Les soldats et volontaires ukrainiens confirment que les forces armées ukrainiennes mettent les civils en danger
En juillet, nous avons passé la nuit dans un hôtel de Kramatorsk et avons été inquiets de constater que des soldats néonazis du bataillon Azov figuraient parmi les clients de l’hôtel. Le 4 août, Amnesty International a publié une étude révélant que depuis le début de la guerre en février, les forces ukrainiennes ont mis en danger des civils en établissant des bases dans des écoles et des hôpitaux et en faisant fonctionner des systèmes d’armes dans des zones civiles, ce qui constitue une violation du droit international.

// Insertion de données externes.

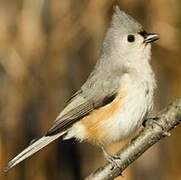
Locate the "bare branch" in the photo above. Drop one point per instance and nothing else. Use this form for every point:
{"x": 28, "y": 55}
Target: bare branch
{"x": 167, "y": 120}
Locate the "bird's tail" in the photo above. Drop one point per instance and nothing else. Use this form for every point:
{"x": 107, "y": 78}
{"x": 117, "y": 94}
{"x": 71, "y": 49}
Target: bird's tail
{"x": 32, "y": 149}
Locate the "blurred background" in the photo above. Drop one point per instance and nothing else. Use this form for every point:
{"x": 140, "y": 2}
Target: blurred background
{"x": 47, "y": 50}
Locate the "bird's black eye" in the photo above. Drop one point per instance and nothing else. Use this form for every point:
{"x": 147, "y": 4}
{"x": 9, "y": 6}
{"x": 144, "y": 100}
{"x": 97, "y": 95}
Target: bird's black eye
{"x": 131, "y": 38}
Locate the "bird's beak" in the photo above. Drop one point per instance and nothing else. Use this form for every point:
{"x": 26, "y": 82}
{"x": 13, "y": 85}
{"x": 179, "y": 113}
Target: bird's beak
{"x": 150, "y": 37}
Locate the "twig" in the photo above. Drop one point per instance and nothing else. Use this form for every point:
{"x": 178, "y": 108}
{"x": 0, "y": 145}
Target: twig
{"x": 167, "y": 120}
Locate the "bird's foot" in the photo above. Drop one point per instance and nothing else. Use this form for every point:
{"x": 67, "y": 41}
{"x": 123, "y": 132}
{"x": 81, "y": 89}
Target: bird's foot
{"x": 153, "y": 120}
{"x": 113, "y": 160}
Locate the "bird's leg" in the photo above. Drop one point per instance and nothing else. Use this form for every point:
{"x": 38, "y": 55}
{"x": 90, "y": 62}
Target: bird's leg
{"x": 153, "y": 120}
{"x": 112, "y": 159}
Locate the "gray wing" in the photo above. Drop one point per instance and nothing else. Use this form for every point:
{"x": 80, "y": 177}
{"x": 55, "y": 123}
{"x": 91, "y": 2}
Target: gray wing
{"x": 93, "y": 95}
{"x": 78, "y": 108}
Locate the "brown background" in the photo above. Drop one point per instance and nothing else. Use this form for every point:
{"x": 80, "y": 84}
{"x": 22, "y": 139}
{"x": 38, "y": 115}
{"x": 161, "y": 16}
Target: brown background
{"x": 47, "y": 50}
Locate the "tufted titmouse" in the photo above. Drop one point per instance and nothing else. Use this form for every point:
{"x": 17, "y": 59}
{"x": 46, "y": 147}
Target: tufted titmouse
{"x": 117, "y": 95}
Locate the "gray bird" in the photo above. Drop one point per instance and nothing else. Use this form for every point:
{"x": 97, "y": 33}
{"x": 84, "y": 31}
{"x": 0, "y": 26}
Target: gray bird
{"x": 117, "y": 95}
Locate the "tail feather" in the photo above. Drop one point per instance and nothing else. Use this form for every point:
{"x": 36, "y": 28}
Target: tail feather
{"x": 32, "y": 149}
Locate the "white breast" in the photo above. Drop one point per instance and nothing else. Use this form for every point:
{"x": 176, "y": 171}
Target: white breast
{"x": 137, "y": 104}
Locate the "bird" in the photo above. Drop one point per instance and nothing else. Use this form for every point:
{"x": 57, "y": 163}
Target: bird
{"x": 117, "y": 96}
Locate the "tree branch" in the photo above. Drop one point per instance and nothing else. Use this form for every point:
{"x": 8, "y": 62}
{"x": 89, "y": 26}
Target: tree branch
{"x": 155, "y": 130}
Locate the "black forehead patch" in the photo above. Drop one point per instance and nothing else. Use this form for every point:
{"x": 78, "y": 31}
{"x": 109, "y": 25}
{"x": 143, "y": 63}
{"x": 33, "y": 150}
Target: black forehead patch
{"x": 143, "y": 33}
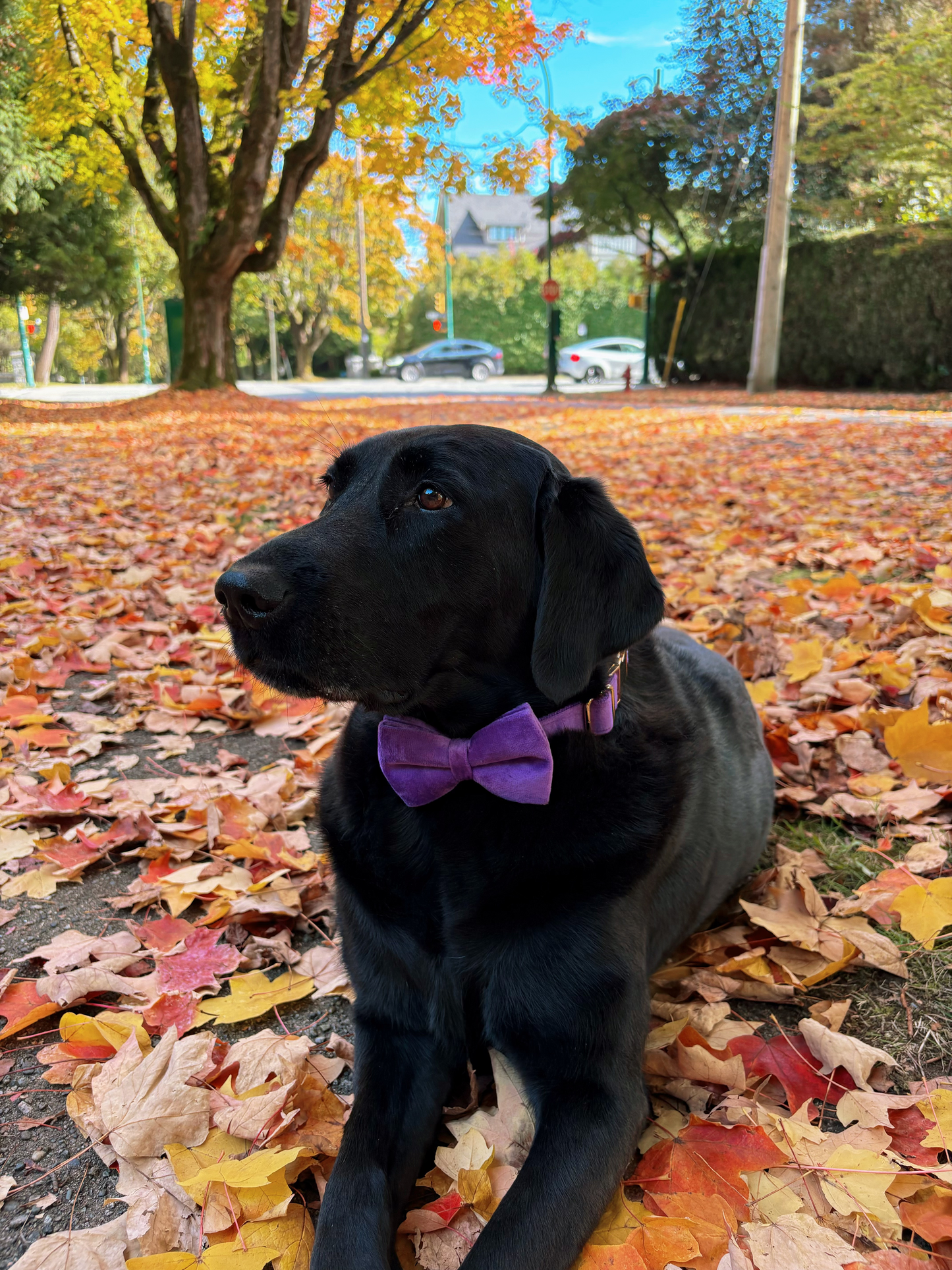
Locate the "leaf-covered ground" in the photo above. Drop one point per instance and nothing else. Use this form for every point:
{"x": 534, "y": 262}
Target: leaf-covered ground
{"x": 173, "y": 1008}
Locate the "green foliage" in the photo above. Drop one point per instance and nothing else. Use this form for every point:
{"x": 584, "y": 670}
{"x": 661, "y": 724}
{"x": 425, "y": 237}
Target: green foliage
{"x": 885, "y": 130}
{"x": 497, "y": 299}
{"x": 868, "y": 310}
{"x": 26, "y": 164}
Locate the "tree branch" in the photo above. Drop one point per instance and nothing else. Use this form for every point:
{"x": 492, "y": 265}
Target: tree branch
{"x": 152, "y": 108}
{"x": 160, "y": 212}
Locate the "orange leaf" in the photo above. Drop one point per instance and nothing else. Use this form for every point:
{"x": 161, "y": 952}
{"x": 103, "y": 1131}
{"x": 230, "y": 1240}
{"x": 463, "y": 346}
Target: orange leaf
{"x": 22, "y": 1005}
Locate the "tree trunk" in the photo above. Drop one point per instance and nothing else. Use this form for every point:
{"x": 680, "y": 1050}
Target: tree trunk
{"x": 208, "y": 353}
{"x": 122, "y": 347}
{"x": 45, "y": 362}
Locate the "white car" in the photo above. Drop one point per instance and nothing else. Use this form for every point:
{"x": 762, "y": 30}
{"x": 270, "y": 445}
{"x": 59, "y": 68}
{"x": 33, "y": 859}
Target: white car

Amnesty International prévoit maintenant de « réévaluer » son rapport, en réponse à un tollé général après sa publication, mais des soldats ukrainiens et des volontaires étrangers ont confirmé que les forces armées ukrainiennes maintiennent une forte présence dans les zones civiles.
« Nos bases ont été construites pour la plupart à l’époque soviétique », a déclaré Ivan. « Alors maintenant, la Russie connaît nos bases de fond en comble. Il est nécessaire de répartir les soldats et les armes dans d’autres endroits. »
Un ancien militaire américain qui se fait appeler « Benjamin Velcro » était un combattant volontaire pour la Légion internationale de défense territoriale de l’Ukraine, l’unité officielle des forces armées ukrainiennes pour les volontaires étrangers. Il a passé cinq mois dans différentes parties de l’Ukraine, et affirme que le stationnement de soldats dans des zones civiles était un phénomène courant.
» Chaque fois que j’entends que la Russie a bombardé une école, je hausse les épaules », a déclaré le combattant étranger américain. » Parce que j’ai tenu garnison à l’intérieur d’une école. C’est un fait. Il n’y avait pas d’enfants dans l’école, donc ce n’est pas comme s’ils mettaient des enfants en danger. Donc tout ce qu’il faut à l’Ukraine pour dire, ‘Ah ! Ils ont frappé une école!’. Et cela se cumule en un récit médiatique facile de leur part. »
Comme Ivan, Velcro est également pessimiste quant aux chances de l’Ukraine de gagner la guerre.
« Mec, je veux tout au monde que l’Ukraine gagne cette guerre. Je veux que l’Ukraine retrouve ses frontières d’avant 2014. Mais est-ce que je pense que c’est tenable ? Non. Vous ne pouvez pas soutenir une guerre en faisant du crowdfunding éternellement. »
*Plusieurs personnes interrogées ont demandé à être citées sous des noms d’emprunt afin de se protéger des dangers potentiels.